What this does not claim
- The exact w threshold (0.5 vs. 0.6 vs. 0.7). The simulation shows w = 0.5 is safe and w = 0.8 is unsafe. The transition lives somewhere in between; calibrating the exact threshold needs more granular weight sweeps and real workload data.
- Real joule measurement. Joules are measured discretely in the simulation; real federations need a joule-metering primitive (probably tied to GPU power-draw monitoring). Open work.
- Multi-axis pressure. The simulation has a single user-utility axis (quality vs. joules). Real users care about latency, freshness, privacy, alignment-to-their-community (Bet 72), etc. Multi-axis dynamics may produce different equilibria.
- Evolutionary specialisation. The simulation has homogeneous nodes. A real federation would have node specialisation (one node optimised for joules, another for quality, others for niche capabilities). Heterogeneous-node markets may avoid race-to-bottom by serving different user-segments. Open work.
- Alternative pricing mechanisms. Bet 73 falsifies pure-joule pricing. Alternative pricing schemes (Pareto-frontier auction, quality-floor + joule-tie-break, reputation-weighted) are not tested here.
- The full year-50 horizon. Bet 73 runs 300 ticks. Long-time-horizon dynamics (e.g., new-entrant nodes pulling the market upward by joining at high quality) are open work.
Run command
PYTHONPATH=src python -m experiments.bets.73_joule_currency
Output: experiments/bets/results/73_joule_currency.json records per-weight median quality, p10 quality, median joules, drops taken, quality investments, and pre-registered criteria flags.
Related entries
- Bet 11: pay-with-bandwidth ledger. The economic substrate for joule-aware accounting.
- Bet 13: 1.58-bit wire protocol. Quality-floor constraint dependency.
- Bet 67: ledger durability. The bandwidth-ledger primitive that the joule-pricing layer would compose with.
- Bet 68: royalty correctness. The complementary catastrophic falsification — Bet 68 surfaced the unsigned-receipt vulnerability; Bet 73 surfaces the unbounded-joule-pressure vulnerability.
- Bet 72: liquid democracy. The governance primitive that complements the economic primitive.
Why it matters
The federation's most ambitious economic claim is fair-across-geographies pricing. A 5× difference in electricity cost between Kerala and Reykjavik should not translate into a 5× difference in inference cost for the user. Joule-pricing solves this — but Bet 73 shows that pure joule-pricing breaks quality.

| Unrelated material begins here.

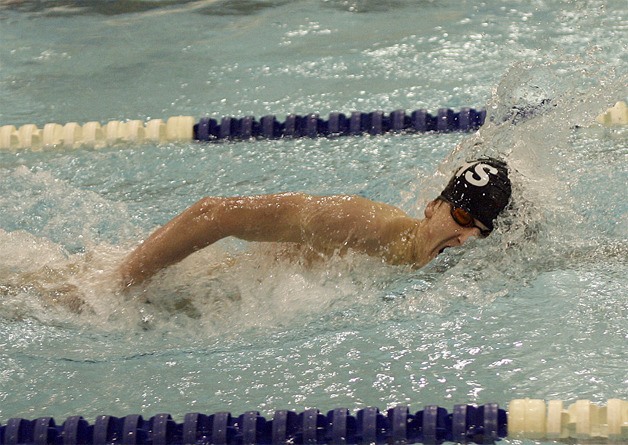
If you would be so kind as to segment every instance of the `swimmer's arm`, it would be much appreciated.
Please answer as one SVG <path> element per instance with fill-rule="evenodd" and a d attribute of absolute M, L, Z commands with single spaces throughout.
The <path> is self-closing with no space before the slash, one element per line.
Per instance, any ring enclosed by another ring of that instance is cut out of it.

The right answer: joule-aware accounting + quality floor + capped pressure. The federation prices inference in joules (so global parity is preserved) while constraining how much weight users can put on the joule axis (so quality is preserved).
This is a load-bearing protocol parameter. Without Bet 73, RFC-0006 might have allowed w as a free user parameter ranging from 0 to 1. With Bet 73, the spec mandates w ≤ 0.5 and quality ≥ 0.50 for routing. The catalogue's contribution: surfacing the parameter constraint empirically, before the federation ships the unbounded version.
The methodological lesson: economic mechanisms have phase transitions, not gradients. A 50× quality swing between w=0.5 and w=0.8 is not the kind of thing intuition predicts. The simulation reveals it. The catalogue exists for precisely this kind of surface — small structural questions whose answers have outsized protocol consequences.